Air transport in Vietnam is the commercial air transport of passengers, freight and mail within Vietnam and between Vietnam and the rest of the world. The government's Civil Aviation Administration of Vietnam, the civil aviation authority under the Ministry of Transport, oversees the operations of aviation activities in the country.

== History ==

Air transport in Vietnam started with the founding of the Vietnam Civil Aviation in January 1956 by the Vietnam People's Air Force (Ministry of Defense), upon the issuance of Decision No.666/TTG of the Vietnamese government. The authority was originally tasked with state management, national defense, and commercialization of air transportation. The aviation sector expanded greatly during its formative years, expanding from a few aircraft in what was then North Vietnam to eventually include a fleet of over 50 aircraft (including both Soviet- and US-made) in a unified Vietnam after 1976. Infrastructure was improved during this time, as airports country-wide were equipped with better facilities and materials for flight management and operations. CAAV grew to serve around 250,000 passengers a year, both domestically and on international routes to China, Laos, Cambodia and Thailand.

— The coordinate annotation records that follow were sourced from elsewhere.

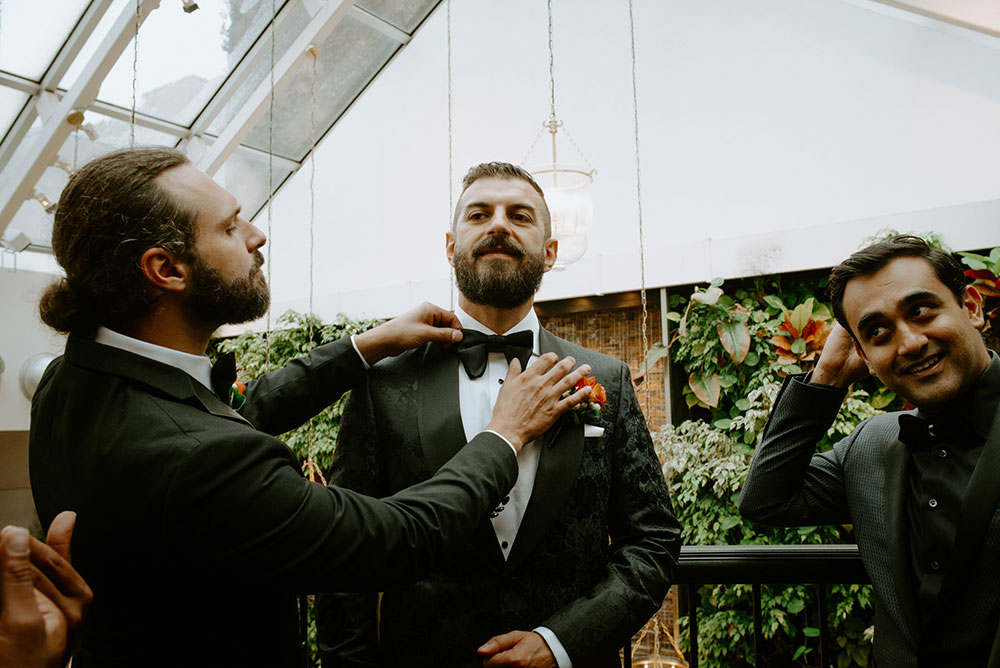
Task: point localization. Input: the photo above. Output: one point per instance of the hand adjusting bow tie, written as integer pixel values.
(475, 347)
(224, 375)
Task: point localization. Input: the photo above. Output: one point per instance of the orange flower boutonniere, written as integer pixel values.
(589, 411)
(236, 396)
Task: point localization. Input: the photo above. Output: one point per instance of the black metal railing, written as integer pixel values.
(820, 565)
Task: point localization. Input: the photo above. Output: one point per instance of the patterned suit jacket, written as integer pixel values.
(863, 481)
(592, 559)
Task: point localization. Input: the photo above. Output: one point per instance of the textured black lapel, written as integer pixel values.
(978, 508)
(897, 460)
(439, 419)
(558, 467)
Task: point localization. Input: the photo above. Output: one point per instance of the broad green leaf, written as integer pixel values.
(655, 354)
(735, 338)
(775, 302)
(706, 389)
(709, 297)
(799, 317)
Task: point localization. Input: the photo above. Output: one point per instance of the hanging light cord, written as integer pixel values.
(135, 73)
(270, 189)
(451, 178)
(638, 196)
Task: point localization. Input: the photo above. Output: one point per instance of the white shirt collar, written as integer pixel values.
(198, 367)
(530, 321)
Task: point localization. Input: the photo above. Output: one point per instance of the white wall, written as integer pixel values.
(22, 335)
(775, 135)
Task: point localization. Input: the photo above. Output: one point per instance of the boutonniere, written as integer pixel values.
(588, 412)
(236, 396)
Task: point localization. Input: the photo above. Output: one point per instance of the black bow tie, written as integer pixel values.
(475, 347)
(224, 375)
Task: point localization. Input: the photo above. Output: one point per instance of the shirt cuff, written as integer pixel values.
(363, 360)
(558, 651)
(496, 433)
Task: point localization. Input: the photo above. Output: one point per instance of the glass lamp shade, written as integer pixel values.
(569, 195)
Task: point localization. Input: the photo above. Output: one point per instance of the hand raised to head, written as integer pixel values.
(412, 329)
(531, 401)
(840, 365)
(517, 648)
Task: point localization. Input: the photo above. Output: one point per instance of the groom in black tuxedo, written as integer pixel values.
(195, 526)
(580, 553)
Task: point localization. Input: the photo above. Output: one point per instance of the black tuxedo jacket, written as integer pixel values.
(195, 526)
(864, 481)
(593, 556)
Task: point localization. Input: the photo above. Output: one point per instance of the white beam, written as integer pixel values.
(260, 50)
(57, 70)
(381, 25)
(21, 178)
(321, 25)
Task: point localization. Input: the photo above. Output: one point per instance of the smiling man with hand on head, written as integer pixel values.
(919, 486)
(539, 584)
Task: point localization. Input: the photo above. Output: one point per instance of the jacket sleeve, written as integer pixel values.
(347, 623)
(237, 503)
(789, 484)
(645, 542)
(284, 399)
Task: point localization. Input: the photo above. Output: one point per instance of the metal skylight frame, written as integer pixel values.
(52, 104)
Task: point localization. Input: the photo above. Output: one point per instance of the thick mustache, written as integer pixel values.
(493, 245)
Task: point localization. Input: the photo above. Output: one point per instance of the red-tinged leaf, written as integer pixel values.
(781, 343)
(706, 389)
(982, 274)
(789, 327)
(735, 338)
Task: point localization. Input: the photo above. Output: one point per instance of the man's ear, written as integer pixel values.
(449, 247)
(164, 270)
(551, 252)
(972, 302)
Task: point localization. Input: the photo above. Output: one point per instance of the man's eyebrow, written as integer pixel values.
(908, 300)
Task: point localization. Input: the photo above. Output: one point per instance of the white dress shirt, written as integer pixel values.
(476, 400)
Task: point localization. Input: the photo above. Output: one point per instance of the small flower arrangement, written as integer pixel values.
(236, 395)
(587, 412)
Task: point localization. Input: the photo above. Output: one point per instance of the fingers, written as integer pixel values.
(60, 533)
(20, 608)
(56, 578)
(501, 643)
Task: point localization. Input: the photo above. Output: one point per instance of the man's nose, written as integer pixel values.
(911, 339)
(499, 224)
(256, 238)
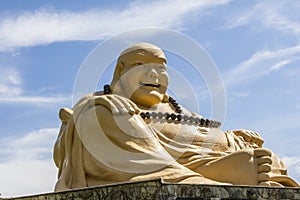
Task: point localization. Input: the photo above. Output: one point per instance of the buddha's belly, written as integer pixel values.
(188, 134)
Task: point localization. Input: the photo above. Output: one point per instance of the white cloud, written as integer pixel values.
(282, 16)
(45, 26)
(26, 165)
(260, 64)
(9, 82)
(293, 165)
(33, 99)
(11, 90)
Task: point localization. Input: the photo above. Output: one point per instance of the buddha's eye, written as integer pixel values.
(137, 64)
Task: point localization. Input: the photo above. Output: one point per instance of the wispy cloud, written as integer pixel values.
(28, 158)
(34, 99)
(9, 82)
(293, 165)
(282, 16)
(260, 64)
(46, 26)
(11, 90)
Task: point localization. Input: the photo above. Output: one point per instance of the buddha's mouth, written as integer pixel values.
(155, 85)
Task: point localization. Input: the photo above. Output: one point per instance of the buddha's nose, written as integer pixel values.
(152, 73)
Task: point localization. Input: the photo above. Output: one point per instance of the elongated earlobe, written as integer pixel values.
(165, 98)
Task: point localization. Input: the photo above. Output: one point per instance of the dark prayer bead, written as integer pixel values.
(173, 116)
(192, 119)
(179, 117)
(185, 118)
(147, 115)
(143, 115)
(160, 115)
(154, 114)
(202, 122)
(167, 115)
(207, 122)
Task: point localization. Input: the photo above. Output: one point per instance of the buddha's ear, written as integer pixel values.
(117, 74)
(65, 114)
(165, 98)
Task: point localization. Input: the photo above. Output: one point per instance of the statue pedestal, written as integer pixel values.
(155, 189)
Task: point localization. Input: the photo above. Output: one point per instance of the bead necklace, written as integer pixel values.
(202, 122)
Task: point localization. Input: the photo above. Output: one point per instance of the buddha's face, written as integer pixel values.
(144, 79)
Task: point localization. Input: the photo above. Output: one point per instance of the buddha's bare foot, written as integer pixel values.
(264, 161)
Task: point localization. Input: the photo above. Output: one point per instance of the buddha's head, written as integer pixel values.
(141, 75)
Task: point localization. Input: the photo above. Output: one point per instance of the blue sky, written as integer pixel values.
(254, 44)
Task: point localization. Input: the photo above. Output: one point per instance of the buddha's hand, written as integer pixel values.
(116, 104)
(263, 159)
(250, 136)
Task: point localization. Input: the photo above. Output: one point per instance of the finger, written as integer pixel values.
(264, 168)
(104, 101)
(119, 104)
(243, 134)
(127, 104)
(263, 177)
(264, 159)
(262, 152)
(265, 183)
(134, 106)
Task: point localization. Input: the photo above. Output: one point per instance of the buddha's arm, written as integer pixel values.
(115, 103)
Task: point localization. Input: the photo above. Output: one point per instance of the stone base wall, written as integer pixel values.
(155, 189)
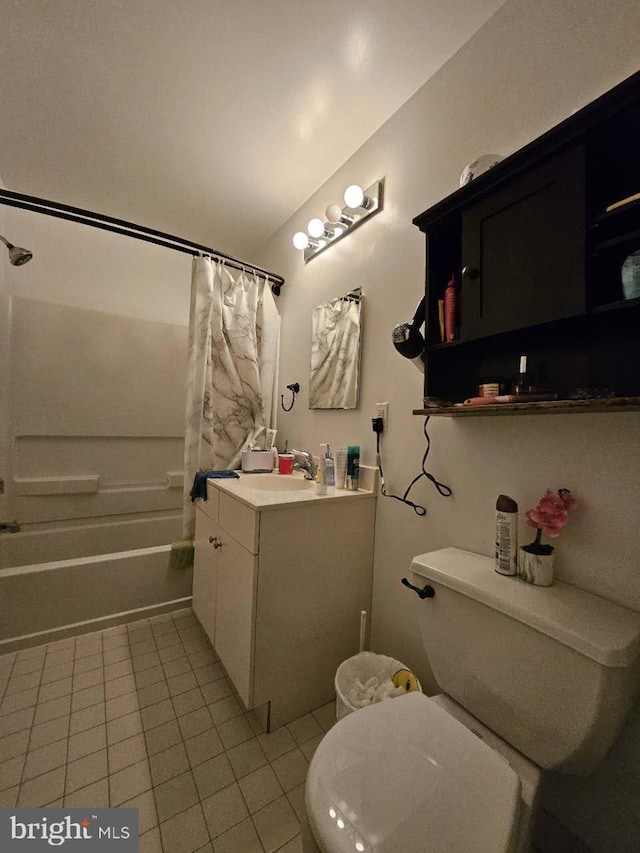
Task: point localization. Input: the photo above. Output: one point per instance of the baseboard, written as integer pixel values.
(40, 638)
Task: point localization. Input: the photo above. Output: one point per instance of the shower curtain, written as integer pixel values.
(335, 354)
(234, 333)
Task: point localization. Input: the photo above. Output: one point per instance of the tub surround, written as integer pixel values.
(47, 601)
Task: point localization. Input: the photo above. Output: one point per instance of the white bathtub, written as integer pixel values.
(43, 602)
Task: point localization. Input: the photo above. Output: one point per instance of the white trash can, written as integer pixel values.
(363, 666)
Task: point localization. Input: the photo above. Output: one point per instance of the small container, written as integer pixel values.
(285, 463)
(340, 466)
(506, 536)
(523, 383)
(257, 461)
(492, 386)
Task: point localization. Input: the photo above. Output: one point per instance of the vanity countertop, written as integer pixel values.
(265, 499)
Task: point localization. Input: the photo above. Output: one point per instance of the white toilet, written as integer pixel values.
(534, 678)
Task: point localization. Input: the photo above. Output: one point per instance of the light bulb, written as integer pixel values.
(354, 196)
(333, 213)
(300, 240)
(315, 227)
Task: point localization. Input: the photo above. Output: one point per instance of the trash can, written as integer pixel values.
(362, 667)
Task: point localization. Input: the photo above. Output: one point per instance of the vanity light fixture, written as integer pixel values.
(318, 228)
(339, 221)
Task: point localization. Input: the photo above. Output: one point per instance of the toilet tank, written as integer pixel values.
(553, 670)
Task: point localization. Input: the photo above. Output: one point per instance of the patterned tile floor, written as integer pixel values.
(142, 715)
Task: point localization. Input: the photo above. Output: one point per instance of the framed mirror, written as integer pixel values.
(335, 352)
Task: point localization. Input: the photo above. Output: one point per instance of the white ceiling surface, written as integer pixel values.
(211, 119)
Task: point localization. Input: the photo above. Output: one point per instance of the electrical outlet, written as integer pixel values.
(382, 411)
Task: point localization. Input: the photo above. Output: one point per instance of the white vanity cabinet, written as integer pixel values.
(279, 590)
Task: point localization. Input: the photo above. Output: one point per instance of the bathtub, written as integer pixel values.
(43, 602)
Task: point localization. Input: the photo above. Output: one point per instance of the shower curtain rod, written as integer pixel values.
(130, 229)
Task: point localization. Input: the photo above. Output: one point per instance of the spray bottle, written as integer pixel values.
(506, 536)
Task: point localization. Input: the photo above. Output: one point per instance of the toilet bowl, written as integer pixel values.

On 9 December 2004, United Airlines made history when its Boeing 747-400 landed in Ho Chi Minh City. Flight UA869 took off from San Francisco at 12:10 pm, and made an en route stop at Hong Kong for two hours, before setting off again. The 747, which carried 260 passengers, touched down at 10:06 pm, ending a 29-year absence of US commercial flights since the Fall of Saigon on 30 April 1975.

===Future===
According to the International Air Transport Association (IATA), Vietnam is projected to be the third fastest-growing market for freight and international passengers behind the People's Republic of China and the United Arab Emirates, at 10.2% annually until 2014. Domestically, Vietnam will have the second fastest-growing passenger market behind China.

== Airlines ==

As of 2010, seven domestic and 47 foreign airlines operate within, to and from Vietnam.

===Vietnam Airlines===
Vietnam Airlines is the country's national flag carrier. It operates approximately 70 aircraft, serving 46 destinations from its hubs at Noi Bai and Tan Son Nhat International Airports. The airline and its affiliate, VASCO, makes up 80% of the domestic aviation market. Vietnam Airlines is a member of SkyTeam, an airline alliance, which it joined in June 2010. Vietnam Airlines currently has plans to launch flights to Doha, Mumbai, Brisbane, and most importantly, the United States. Although there has been a long-standing plan to launch flights to the US West Coast, it has been postponed due mainly to the stringent requirement that must be met, which the airline is currently working towards.

===Pacific Airlines===
Pacific Airlines is the second largest domestic carrier behind Vietnam Airlines. Based in Ho Chi Minh City, the airline operates approximately 7 aircraft, with which it provides services to 7 destinations within Vietnam. It changed its name to Jetstar Pacific after Qantas of Australia bought 18% of shares, thereby integrating it into the Jetstar low-cost carrier network. By 2010, Jetstar Pacific controlled 20% of the domestic market share. After Qantas sold its 30% shareholding in July 2020, it resumed trading as Pacific Airlines.

=== VietJet Air ===
VietJet Air is the first low-cost airlines in Vietnam. Launched at the end of 2009, Vietjet Air is now even larger than Jetstar Pacific Airlines. Vietjet Air operates flights to 17 airports in Vietnam and to 13 airports in other countries.

=== Hai Au Aviation ===
Established in 2011, Hai Au Aviation operates Cessna 208 Caravan seaplanes on scenic flights.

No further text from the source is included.